First of all the things that they done right. the R.java generation and automatic ID generation is marvellous. Why Swing doesn’t have XML UI building blocks and resource reference generation is beyond me...
But then you get into more complex elements. When your views contain a lot of elements, you can look at your basic Swing builder in NetBeans and wonder
"Why is is simpler to attach an event processor for a button click?"
So the UI designer in Android SDK is geared towards designers not caring about what developers do. But most of the time designers work closely with developers. So there is this gap between them in Android.

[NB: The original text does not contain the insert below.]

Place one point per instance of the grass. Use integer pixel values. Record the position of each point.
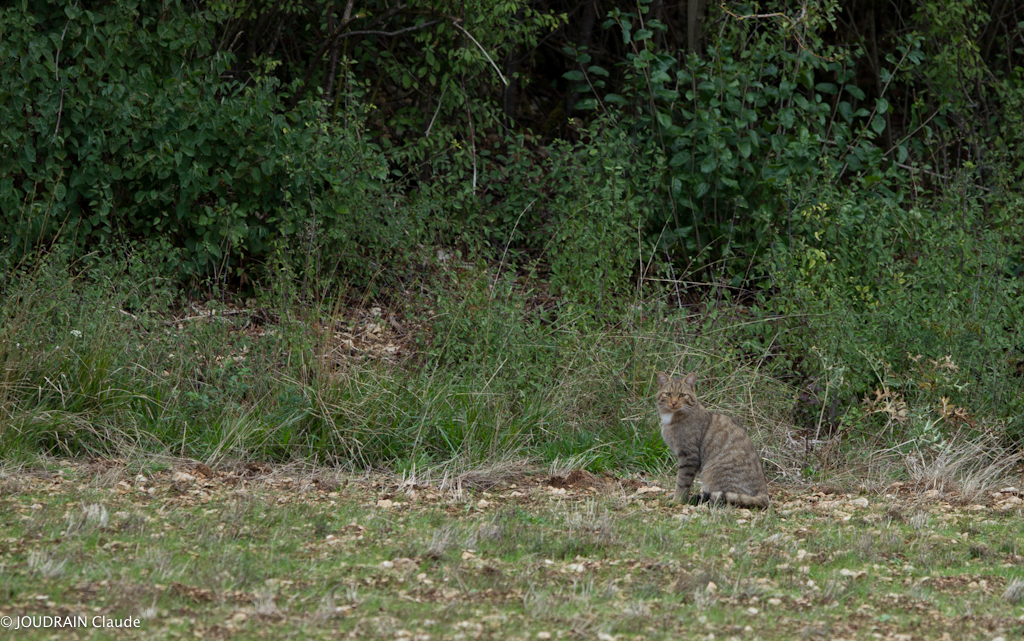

Now, because Android is supposed to run on constrained hardware dynamically creating structures at runtime is not the most optimal solution. Specially when those structures are XML DOM based.
On the other hand, manually searching for objects using findViewById() is a tedious task.

Now enter the extension to the Android R.java generator.

The simple generator generates a simple static Java structure. Like a Static Metamodel in JPA 2.0 . The major benefit of that, is that you can navigate through the view, using a predefined verifiable structure that is populated on first call or lazily loaded.
That is no more lines like this:
       setContentView(R.layout.main);
      TextView tv = (TextView) findViewById(R.id.textView);

But you do it something along the lines of:
      MainLayout root = MainLayout.populate(this);
      TextView tv = root.linearLayout.textView.get();

This may seem too complex in the second sample, but when you have 10 text elements on the screen it pays off. Why?
Because you only add one single instance variable(a.k.a field) root and operate on it. Accessing a view multiple times does not require you to define a field for each of those views or do a findViewById() every time you need to set some value on that view.

The operation of the generator is pretty simple.
  • It takes the layouts
  • Parses the XML in them
  • Generates a static hierarchy of classes, something similar to generated R.java but for each layout.
  • It does not inherit from anything, so no dependencies are created
  • And it contains the code to differentiate the type of layout applied
  • Call the setContentView() on the activity.